Correcting seismic data for VTI angular dispersion in depth migration requires building a model with four parameters per layer: vertical P-wave velocity (V0), epsilon, delta, and the vertical P-to-S velocity ratio. Vertical velocity is constrained by sonic logs in wells within the 3D footprint. Epsilon and delta are estimated from the azimuthally averaged NMO velocity field: if the short-offset NMO velocity approximates V0 / sqrt(1 + 2 x delta) and the long-offset moveout approximates V0 x sqrt(1 + 2 x epsilon), then differencing the two velocity estimates at a given horizon gives access to the epsilon-delta contrast. Walkaway VSP surveys, which fire a surface source at multiple offsets and azimuths while recording on a borehole geophone array, provide the most direct constraint on Thomsen parameters because they sample intermediate propagation angles that surface seismic cannot reach with practical offset ranges.

The practical consequence of ignoring angular dispersion is most severe in the Foothills, where dipping Paleozoic carbonate targets beneath thrust sheets require accurate anisotropic velocity models for both imaging and depth conversion. A depth error of 100 metres in a Foothills Devonian prospect translates directly into a well cost error: each 100 metres of additional horizontal displacement from the planned well trajectory requires approximately CAD 80,000 in additional drilling time plus the risk of missing a thin target entirely if the casing point is set at the wrong depth. Foothills Devonian wells typically cost CAD 8 to 14 million, making the CAD 400,000 to CAD 800,000 incremental cost of an anisotropic tomography velocity update a sound investment against the risk of a depth miss.

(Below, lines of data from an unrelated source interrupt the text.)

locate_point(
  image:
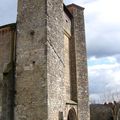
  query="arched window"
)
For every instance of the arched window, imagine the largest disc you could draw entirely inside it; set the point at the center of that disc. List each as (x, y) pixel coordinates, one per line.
(72, 114)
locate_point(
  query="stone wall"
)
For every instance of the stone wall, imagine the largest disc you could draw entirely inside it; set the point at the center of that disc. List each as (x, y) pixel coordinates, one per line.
(31, 61)
(78, 33)
(55, 58)
(50, 68)
(7, 59)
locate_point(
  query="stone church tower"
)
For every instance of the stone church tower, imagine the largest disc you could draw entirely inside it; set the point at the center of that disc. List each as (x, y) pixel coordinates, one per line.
(43, 68)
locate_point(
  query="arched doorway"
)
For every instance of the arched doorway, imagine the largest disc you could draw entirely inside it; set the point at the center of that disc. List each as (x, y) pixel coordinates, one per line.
(72, 114)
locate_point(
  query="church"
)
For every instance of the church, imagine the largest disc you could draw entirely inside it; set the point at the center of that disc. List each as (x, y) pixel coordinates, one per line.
(43, 63)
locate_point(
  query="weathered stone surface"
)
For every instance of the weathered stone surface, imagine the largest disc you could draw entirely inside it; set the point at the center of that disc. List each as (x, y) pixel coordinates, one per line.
(78, 34)
(50, 70)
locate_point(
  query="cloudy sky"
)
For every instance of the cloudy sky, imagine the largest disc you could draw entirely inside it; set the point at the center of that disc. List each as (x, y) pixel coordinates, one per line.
(102, 22)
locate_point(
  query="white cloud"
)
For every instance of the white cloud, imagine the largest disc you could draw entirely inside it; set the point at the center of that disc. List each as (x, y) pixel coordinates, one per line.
(104, 78)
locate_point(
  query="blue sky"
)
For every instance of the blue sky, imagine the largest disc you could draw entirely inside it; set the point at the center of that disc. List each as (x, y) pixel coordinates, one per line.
(102, 24)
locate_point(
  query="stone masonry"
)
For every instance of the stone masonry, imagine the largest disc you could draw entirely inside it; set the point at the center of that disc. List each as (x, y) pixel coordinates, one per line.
(43, 64)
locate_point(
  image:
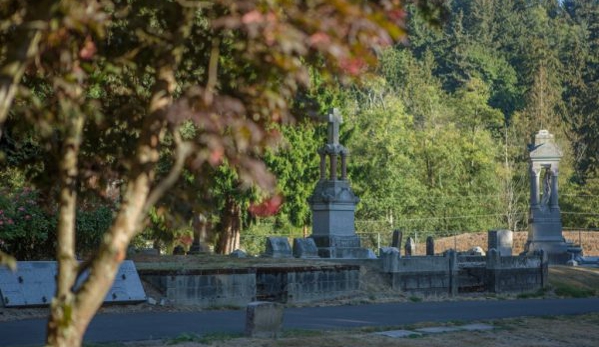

In wide-azimuth Duvernay 3D programs, AVAZ analysis is routinely applied to map fracture intensity variations across the reservoir section. A 150 km2 wide-azimuth 3D program acquired with 8 azimuth sectors and maximum offsets of 5,500 metres provides sufficient azimuthal sampling for AVAZ gradient extraction at the Duvernay level near 3,700 metres depth. The AVAZ-derived fracture intensity map is integrated with isotropic AVO gradient maps to produce a composite fairway map, highlighting areas of both gas saturation (from AVO) and natural fracture density (from AVAZ) that represent the highest-value horizontal well landing zones. In the Willesden Green Duvernay fairway of west-central Alberta, AVAZ programs have identified northeast-trending fracture corridors of 1 to 3 km width where natural fracture intensity doubles the estimated stimulated reservoir volume per horizontal well stage, increasing expected 18-month cumulative production from approximately 200,000 to 350,000 barrels of oil equivalent compared to unstimulated fracture positions.

Fast Facts

Thomsen epsilon values for Duvernay shale range from 0.10 to 0.22, meaning horizontal P-wave velocity exceeds vertical velocity by 10 to 22 percent and introduces depth errors of 50 to 180 metres at typical Duvernay depths of 3,500 to 4,500 metres if isotropic migration is used. Shear wave splitting time delays in moderately fractured Devonian carbonates of the WCSB typically range from 5 to 30 milliseconds per kilometre of travel path through the fractured interval, corresponding to crack densities of 0.03 to 0.12. P-wave azimuthal velocity anisotropy detectable by AVAZ analysis requires a minimum azimuthal NMO velocity contrast of approximately 0.5 percent, equivalent to a 15 m/s velocity difference at V0 = 3,000 m/s, which is achievable with signal-to-noise ratios greater than 5 on pre-stack gathers at the target horizon. Wide-azimuth 3D seismic programs in the Duvernay play cost 20 to 35 percent more than conventional orthogonal single-azimuth programs of the same area because of the additional shot lines, receiver templates, and extended acquisition time required to fill all azimuth-offset bins uniformly.